Die bereits etablierten Figuren, verkörpert durch Dolph Lundgren, Randy Couture und vor allem Stallone verkommen beinahe zu Randfiguren, die kaum zum Geschehen beitragen, wogegen Statham schon aufgrund seiner physischen Energie immerhin als eigentliche Hauptfigur taugt.
Einen weiteren Schwachpunkt bilden die Neuzugänge. Ein 50 Cent wird darstellerisch wohl nie auf einen ganzen Dollar kommen und auch bei Megan Fox sind nach einigen Gesichtskorrekturen zuviel nicht mehr viele Regungen auszumachen. Jacob Scipio verkörpert so etwas wie den blassen Nachfolger von Antonio Banderas, während Levy Tran als zweite Frau im Bunde viel zu sehr im Hintergrund agiert, obgleich ihre interessante Art mit Waffen umzugehen, deutlich mehr Screentime erfordert hätte.
Gleiches gilt für die Kampfsportasse Tony Jaa und Iko Uwais. Jaa untermauert in seinen wenigen Momenten, wie quirlig er nach vor wirbeln kann und auch Uwais hat augenscheinlich nichts von seiner Fitness eingebüsst. Doch auch ihre Einsätze sind auf wenige Szenen begrenzt und es dominieren im Verlauf deutlich mehr Schusswaffen, denn Fäuste und Tritte. Wobei hier der Einsatz von CGI nicht so negativ auffällt wie bei der Gestaltung einiger Hintergründe wie New Orleans. Nach einem Budget von 100 Millionen US-Dollar sehen derartige Momente wahrlich nicht aus.
Während sich ein Großteil der Action aufgrund solider Choreographie und patentem Timing sehen lassen kann, schwächelt die Story nicht nur aufgrund ihrer Vorhersehbarkeit. Etwaige Twists sind eine Meile gegen den Wind zu riechen, während vermeintlich auflockernde One-Liner mehrheitlich verpuffen. Ein weiteres Manko ist die Überschaubarkeit der wenigen Schauplätze, die im Grunde auf zwei begrenzt sind und bei denen sich ein Großteil der Handlung auf einem Frachter abspielt, der folgerichtig wenig Abwechslung bietet, - auch wenn der Einsatz eines Motorrades an Bord ein paar schicke Moves einbindet.

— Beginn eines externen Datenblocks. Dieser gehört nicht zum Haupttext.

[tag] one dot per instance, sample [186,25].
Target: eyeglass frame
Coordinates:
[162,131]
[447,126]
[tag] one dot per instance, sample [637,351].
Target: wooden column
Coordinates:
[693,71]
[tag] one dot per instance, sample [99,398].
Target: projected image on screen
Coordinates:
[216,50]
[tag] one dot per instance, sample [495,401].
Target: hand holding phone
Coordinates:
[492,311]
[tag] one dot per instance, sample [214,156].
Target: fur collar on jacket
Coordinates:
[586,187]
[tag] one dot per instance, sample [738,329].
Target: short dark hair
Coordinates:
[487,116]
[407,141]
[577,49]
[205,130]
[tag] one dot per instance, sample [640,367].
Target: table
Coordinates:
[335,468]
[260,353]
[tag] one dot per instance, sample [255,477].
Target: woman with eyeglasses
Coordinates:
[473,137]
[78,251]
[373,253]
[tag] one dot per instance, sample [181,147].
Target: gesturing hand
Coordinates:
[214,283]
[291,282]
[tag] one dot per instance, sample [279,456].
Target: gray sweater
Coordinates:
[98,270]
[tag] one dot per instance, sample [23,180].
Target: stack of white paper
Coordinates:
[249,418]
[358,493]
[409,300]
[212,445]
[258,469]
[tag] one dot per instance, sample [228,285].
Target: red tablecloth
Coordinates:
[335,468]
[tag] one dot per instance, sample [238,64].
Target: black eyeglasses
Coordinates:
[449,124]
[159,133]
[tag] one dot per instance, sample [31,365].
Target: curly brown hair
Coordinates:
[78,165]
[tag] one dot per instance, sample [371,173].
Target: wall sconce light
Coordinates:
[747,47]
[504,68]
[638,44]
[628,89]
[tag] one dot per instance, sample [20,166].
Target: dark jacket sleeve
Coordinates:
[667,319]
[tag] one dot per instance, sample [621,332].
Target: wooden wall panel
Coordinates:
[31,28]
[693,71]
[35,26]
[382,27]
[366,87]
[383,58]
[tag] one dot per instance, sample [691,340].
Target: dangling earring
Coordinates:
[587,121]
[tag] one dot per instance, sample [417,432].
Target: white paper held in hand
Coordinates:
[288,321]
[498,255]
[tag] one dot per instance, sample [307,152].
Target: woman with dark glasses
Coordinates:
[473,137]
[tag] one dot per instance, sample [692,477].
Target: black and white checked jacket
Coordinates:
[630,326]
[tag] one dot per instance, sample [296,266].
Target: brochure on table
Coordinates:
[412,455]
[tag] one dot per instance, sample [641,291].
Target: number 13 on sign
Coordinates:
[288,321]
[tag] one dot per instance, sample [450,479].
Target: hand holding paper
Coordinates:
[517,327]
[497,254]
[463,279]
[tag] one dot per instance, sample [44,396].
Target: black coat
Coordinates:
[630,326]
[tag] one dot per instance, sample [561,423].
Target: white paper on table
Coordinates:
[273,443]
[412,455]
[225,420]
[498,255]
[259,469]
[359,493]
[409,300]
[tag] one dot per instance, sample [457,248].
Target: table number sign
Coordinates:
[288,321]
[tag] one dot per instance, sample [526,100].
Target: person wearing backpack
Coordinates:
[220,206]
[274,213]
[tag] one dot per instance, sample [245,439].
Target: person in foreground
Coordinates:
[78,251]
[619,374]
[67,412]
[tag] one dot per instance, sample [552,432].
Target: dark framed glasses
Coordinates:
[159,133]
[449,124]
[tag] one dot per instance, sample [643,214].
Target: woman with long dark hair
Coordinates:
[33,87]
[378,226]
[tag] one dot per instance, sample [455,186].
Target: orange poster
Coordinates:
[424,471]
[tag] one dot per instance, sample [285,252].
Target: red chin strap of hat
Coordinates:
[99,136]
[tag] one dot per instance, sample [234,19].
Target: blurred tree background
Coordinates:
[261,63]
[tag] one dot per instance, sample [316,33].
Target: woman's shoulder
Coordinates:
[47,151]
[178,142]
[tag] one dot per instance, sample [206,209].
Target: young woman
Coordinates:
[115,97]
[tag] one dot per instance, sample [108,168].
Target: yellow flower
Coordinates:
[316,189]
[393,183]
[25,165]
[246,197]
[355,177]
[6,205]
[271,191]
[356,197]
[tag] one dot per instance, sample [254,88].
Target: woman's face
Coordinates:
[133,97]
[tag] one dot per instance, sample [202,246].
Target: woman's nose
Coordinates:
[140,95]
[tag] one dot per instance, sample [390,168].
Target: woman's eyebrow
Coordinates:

So kann sich ein Duo in einer Kneipe schon mal kurzfristig mit Schlagringen und Schulterwurf behelfen, Harndrang kann in bestimmten Situationen regelrecht befreiend sein und nervige Influencer werden nicht mit Daumen nach unten, sondern mit der ganzen Faust quittiert. Dennoch macht das Unterfangen nur bedingt Laune, das hohe Tempo kaschiert nicht den fehlenden Witz und die etwas überstrapazierten CGI, die primär zum Finale durchschimmern. Die figurentechnischen Neuzugänge bereichern die Konstellation leider nicht und so dürfte sich das Konzept der Reihe wohl endgültig erledigt haben.